The superscript T indicates the previous matrix is transposed.
The superscript -1 indicates the previous matrix is inverted.
*

The expanded model matrix (X) has one row for each run in the design and one column for each term in the model. The values in the X matrix are assumed to be coded values. The first column is typically all 1’s to represent the intercept term of the model. For mixture designs there is no intercept term in the Scheffé polynomial thus this column is not present.

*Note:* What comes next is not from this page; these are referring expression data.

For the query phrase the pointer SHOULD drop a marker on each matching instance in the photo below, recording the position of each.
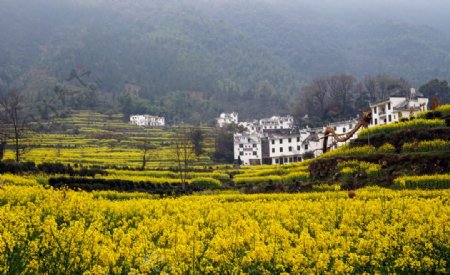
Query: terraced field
(87, 139)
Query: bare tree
(2, 146)
(197, 137)
(341, 88)
(13, 116)
(371, 87)
(146, 147)
(319, 91)
(183, 152)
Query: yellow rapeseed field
(380, 230)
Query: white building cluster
(147, 120)
(276, 141)
(396, 108)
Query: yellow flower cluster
(62, 231)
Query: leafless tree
(146, 147)
(13, 118)
(371, 87)
(184, 152)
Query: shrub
(437, 145)
(296, 176)
(17, 180)
(257, 180)
(206, 183)
(386, 148)
(425, 181)
(345, 150)
(360, 169)
(13, 167)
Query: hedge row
(89, 184)
(12, 167)
(425, 181)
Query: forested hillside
(194, 59)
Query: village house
(247, 148)
(147, 120)
(396, 108)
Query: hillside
(194, 59)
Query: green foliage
(386, 148)
(437, 145)
(206, 183)
(355, 168)
(345, 150)
(424, 181)
(393, 127)
(436, 88)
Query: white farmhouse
(247, 148)
(250, 127)
(147, 120)
(396, 108)
(284, 148)
(227, 119)
(277, 122)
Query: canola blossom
(380, 230)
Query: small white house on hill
(227, 119)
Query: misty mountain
(208, 56)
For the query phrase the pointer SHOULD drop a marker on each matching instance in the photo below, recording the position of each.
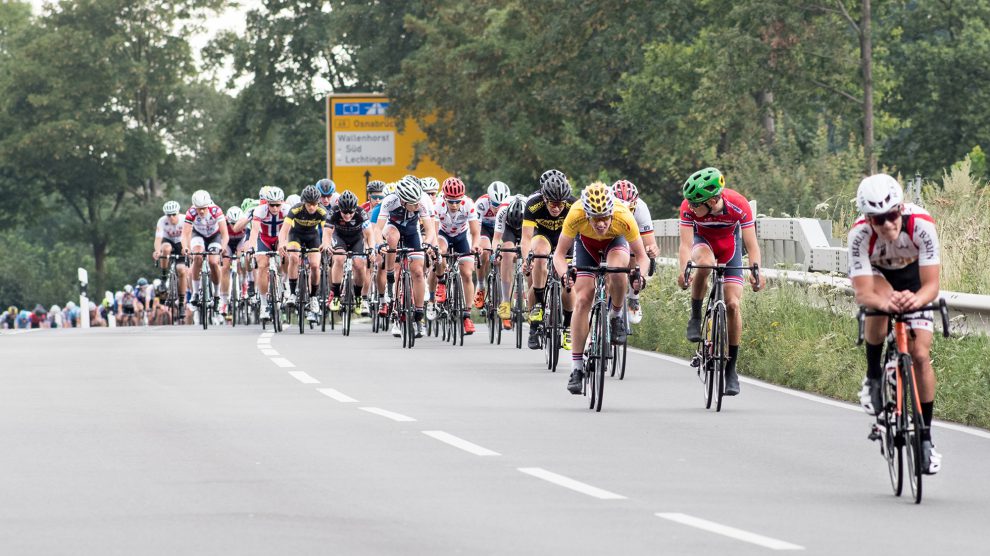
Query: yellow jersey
(623, 224)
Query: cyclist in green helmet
(715, 222)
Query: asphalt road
(231, 441)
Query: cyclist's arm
(564, 244)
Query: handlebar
(940, 306)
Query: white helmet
(274, 194)
(234, 214)
(410, 189)
(878, 194)
(498, 193)
(201, 199)
(430, 185)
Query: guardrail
(803, 250)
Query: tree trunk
(866, 61)
(764, 99)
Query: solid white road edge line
(725, 530)
(456, 442)
(569, 483)
(388, 414)
(812, 397)
(303, 377)
(336, 394)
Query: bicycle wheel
(721, 351)
(890, 445)
(914, 425)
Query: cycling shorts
(727, 251)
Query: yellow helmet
(597, 200)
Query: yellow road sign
(364, 144)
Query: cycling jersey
(168, 231)
(899, 260)
(269, 224)
(208, 225)
(538, 216)
(455, 223)
(349, 229)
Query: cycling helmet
(625, 190)
(326, 187)
(310, 194)
(498, 193)
(453, 188)
(597, 200)
(410, 189)
(878, 194)
(347, 202)
(554, 186)
(274, 194)
(703, 185)
(431, 185)
(201, 199)
(234, 214)
(515, 216)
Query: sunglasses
(880, 219)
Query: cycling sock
(733, 355)
(927, 411)
(874, 368)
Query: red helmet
(624, 190)
(453, 188)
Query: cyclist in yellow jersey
(597, 225)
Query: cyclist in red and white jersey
(205, 230)
(460, 229)
(715, 222)
(894, 266)
(487, 208)
(267, 221)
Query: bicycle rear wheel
(721, 351)
(914, 426)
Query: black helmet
(310, 194)
(347, 202)
(514, 217)
(554, 186)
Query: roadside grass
(806, 339)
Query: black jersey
(538, 216)
(349, 229)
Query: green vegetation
(807, 340)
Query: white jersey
(456, 223)
(917, 244)
(643, 218)
(207, 225)
(168, 231)
(487, 211)
(394, 212)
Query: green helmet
(703, 185)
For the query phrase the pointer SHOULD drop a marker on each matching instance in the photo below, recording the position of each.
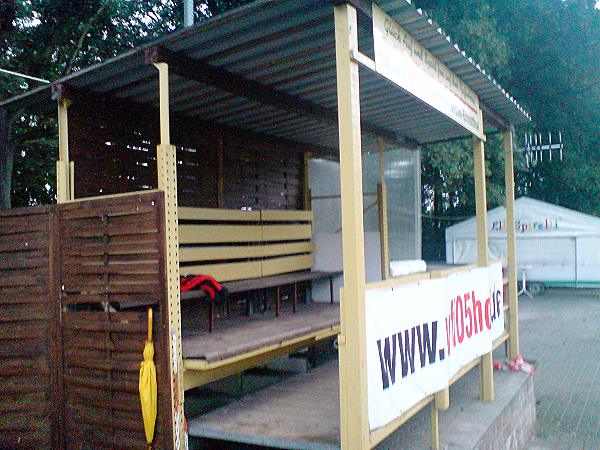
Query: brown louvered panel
(101, 379)
(26, 319)
(114, 154)
(111, 260)
(111, 251)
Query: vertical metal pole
(354, 421)
(435, 428)
(63, 185)
(511, 242)
(486, 370)
(383, 219)
(166, 160)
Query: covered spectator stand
(221, 121)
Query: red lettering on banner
(460, 327)
(468, 315)
(453, 323)
(448, 325)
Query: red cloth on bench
(205, 283)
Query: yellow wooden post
(382, 207)
(354, 423)
(307, 201)
(166, 160)
(511, 241)
(486, 369)
(435, 427)
(63, 170)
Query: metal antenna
(534, 147)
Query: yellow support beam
(511, 241)
(63, 169)
(354, 423)
(486, 370)
(166, 161)
(383, 215)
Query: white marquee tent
(554, 244)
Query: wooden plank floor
(245, 334)
(301, 412)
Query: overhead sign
(402, 60)
(420, 335)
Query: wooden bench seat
(244, 342)
(248, 250)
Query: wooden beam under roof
(91, 99)
(224, 80)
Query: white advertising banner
(421, 334)
(402, 60)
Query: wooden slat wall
(236, 245)
(111, 258)
(27, 313)
(115, 151)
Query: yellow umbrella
(148, 384)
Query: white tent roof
(533, 218)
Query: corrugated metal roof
(289, 45)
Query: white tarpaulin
(421, 334)
(553, 243)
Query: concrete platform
(302, 412)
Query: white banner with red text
(419, 335)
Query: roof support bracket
(226, 81)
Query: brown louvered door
(111, 271)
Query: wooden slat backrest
(236, 244)
(294, 228)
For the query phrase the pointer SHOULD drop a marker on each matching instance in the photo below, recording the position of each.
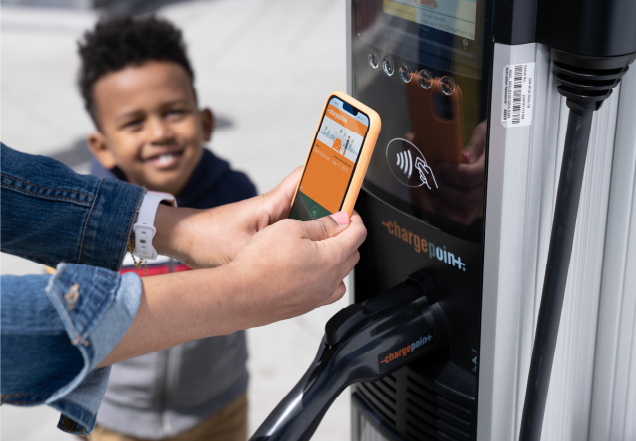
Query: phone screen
(332, 161)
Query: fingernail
(341, 217)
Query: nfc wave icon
(400, 156)
(405, 162)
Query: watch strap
(144, 228)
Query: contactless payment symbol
(408, 164)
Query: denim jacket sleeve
(49, 214)
(54, 331)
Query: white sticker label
(518, 88)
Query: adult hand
(283, 271)
(293, 267)
(207, 238)
(462, 190)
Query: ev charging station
(505, 125)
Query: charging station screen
(456, 17)
(331, 163)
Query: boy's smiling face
(150, 126)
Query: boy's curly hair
(123, 41)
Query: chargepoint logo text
(421, 245)
(423, 341)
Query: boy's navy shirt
(163, 394)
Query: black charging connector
(586, 82)
(363, 342)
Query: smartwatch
(144, 228)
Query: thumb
(279, 199)
(326, 227)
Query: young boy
(137, 84)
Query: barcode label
(517, 104)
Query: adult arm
(50, 214)
(285, 270)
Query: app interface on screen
(333, 156)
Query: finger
(338, 249)
(462, 175)
(477, 144)
(280, 198)
(337, 295)
(326, 227)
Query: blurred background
(264, 67)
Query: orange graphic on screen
(326, 176)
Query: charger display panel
(425, 67)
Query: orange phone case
(364, 156)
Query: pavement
(265, 68)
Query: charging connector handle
(363, 342)
(556, 273)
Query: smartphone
(337, 160)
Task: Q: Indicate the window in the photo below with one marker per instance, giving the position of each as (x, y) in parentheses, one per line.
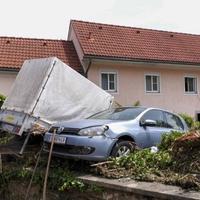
(173, 121)
(155, 115)
(109, 81)
(152, 83)
(190, 85)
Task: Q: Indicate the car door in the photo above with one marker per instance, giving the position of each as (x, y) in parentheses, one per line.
(154, 132)
(173, 122)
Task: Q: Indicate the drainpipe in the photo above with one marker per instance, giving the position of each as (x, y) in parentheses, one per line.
(88, 68)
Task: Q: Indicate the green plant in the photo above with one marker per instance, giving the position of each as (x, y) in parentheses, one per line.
(2, 99)
(168, 139)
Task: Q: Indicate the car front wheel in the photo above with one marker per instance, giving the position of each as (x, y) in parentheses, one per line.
(122, 148)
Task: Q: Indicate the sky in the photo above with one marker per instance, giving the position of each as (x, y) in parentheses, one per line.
(49, 19)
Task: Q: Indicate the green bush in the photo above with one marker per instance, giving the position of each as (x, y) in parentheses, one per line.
(168, 139)
(2, 99)
(188, 119)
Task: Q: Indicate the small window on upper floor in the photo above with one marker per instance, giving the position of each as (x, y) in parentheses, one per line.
(152, 83)
(109, 81)
(191, 85)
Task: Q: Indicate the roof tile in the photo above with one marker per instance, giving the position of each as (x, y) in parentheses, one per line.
(136, 43)
(13, 51)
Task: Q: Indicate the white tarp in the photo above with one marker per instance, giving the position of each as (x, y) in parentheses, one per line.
(49, 89)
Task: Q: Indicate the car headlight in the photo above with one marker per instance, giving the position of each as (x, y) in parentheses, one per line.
(93, 131)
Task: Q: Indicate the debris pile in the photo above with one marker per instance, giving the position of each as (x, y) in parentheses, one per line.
(177, 162)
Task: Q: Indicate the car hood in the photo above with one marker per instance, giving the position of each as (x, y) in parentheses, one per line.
(80, 124)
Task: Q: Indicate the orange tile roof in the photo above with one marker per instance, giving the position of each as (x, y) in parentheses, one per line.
(137, 44)
(13, 51)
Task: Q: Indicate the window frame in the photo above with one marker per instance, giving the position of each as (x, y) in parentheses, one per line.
(158, 91)
(195, 86)
(115, 90)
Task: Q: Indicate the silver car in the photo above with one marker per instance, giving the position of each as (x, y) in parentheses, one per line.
(116, 132)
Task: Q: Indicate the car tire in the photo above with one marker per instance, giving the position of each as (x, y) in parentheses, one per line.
(123, 148)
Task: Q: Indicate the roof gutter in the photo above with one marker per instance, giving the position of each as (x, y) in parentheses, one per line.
(2, 69)
(141, 61)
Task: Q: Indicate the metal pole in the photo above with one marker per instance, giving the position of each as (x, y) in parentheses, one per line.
(48, 164)
(1, 167)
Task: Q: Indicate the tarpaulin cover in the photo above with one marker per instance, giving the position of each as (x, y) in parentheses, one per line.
(49, 89)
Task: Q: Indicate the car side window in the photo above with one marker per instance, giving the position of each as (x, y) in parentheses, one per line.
(155, 115)
(173, 121)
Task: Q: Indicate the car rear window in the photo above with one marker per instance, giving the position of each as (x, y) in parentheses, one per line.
(119, 114)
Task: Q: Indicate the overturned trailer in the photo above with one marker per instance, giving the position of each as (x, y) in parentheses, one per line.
(46, 91)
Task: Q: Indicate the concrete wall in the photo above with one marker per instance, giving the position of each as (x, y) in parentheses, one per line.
(131, 85)
(6, 81)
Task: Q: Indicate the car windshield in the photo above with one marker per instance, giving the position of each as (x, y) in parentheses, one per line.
(119, 114)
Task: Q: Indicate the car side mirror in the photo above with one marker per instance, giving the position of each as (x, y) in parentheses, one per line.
(148, 122)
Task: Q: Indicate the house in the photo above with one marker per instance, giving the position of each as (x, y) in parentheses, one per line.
(13, 52)
(157, 68)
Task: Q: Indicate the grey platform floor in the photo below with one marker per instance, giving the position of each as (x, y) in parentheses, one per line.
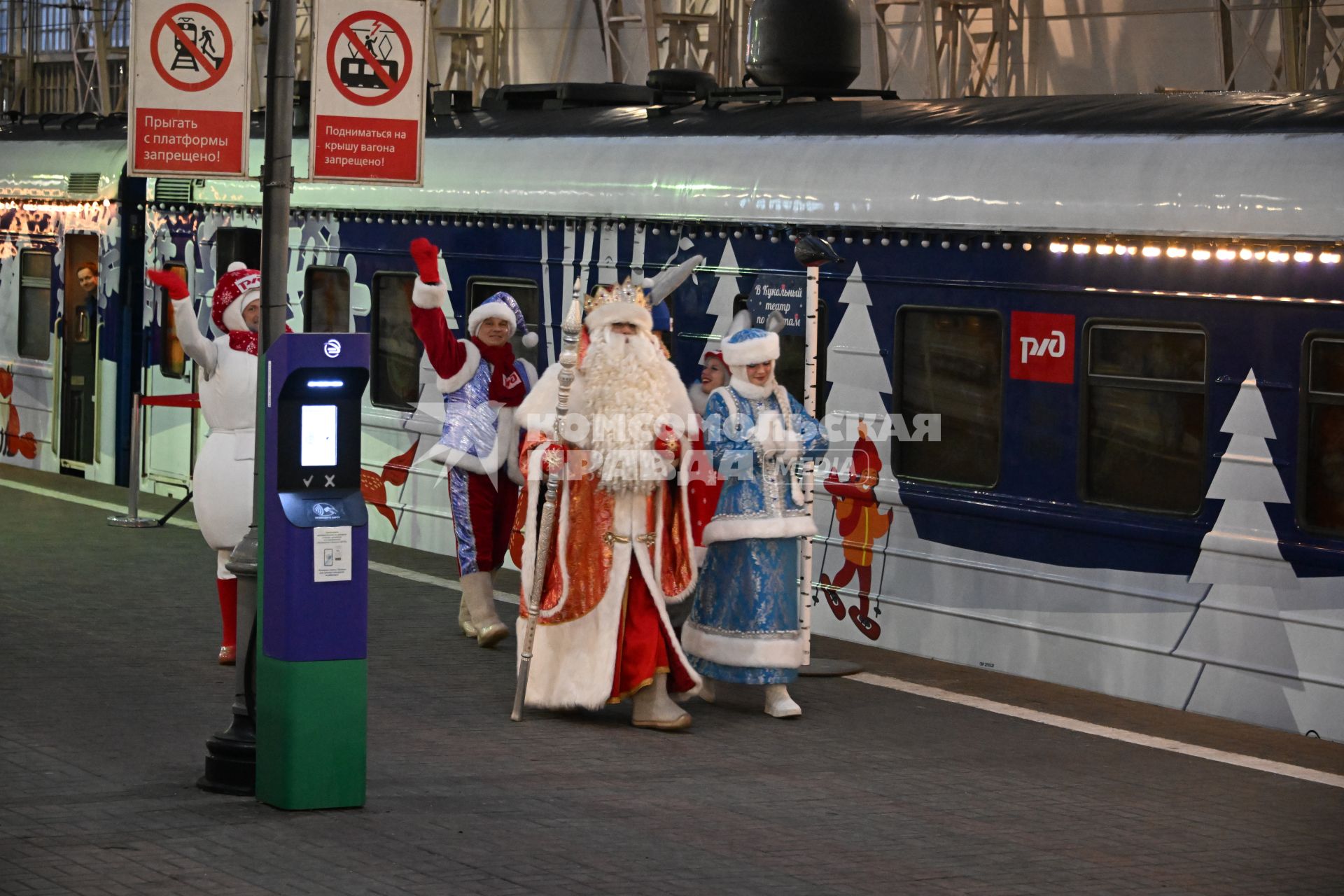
(108, 694)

The expanded point vector is a way to represent the settings of the factors for a particular location for purposes of prediction. Think of it as a matrix with one row. It has a similar structure to a row of the expanded model matrix; one element for each term in the model. The order of the terms represented by the model matrix’s columns and the point vector’s elements must match.

The residual (error) degrees of freedom for a split-plot design are estimated using the procedure outlined by Kenward and Roger. This value is shown on the point prediction output.

References

  • DeGryze, Langhans, and Vandebroek. Using the correct intervals for prediction: a tutorial on tolerance intervals of ordinary least-squares regression. Chemometrics and Intelligent Laboratory Systems, 87(2):147–154, 2007.

  • Hahn and Meeker. Statistical Intervals, A Guide for Practitioners. 1991.

  • Kenward and Roger. Small sample inference for fixed effects from restricted maximum likelihood. Biometrics, 53(3):983–997, 1997.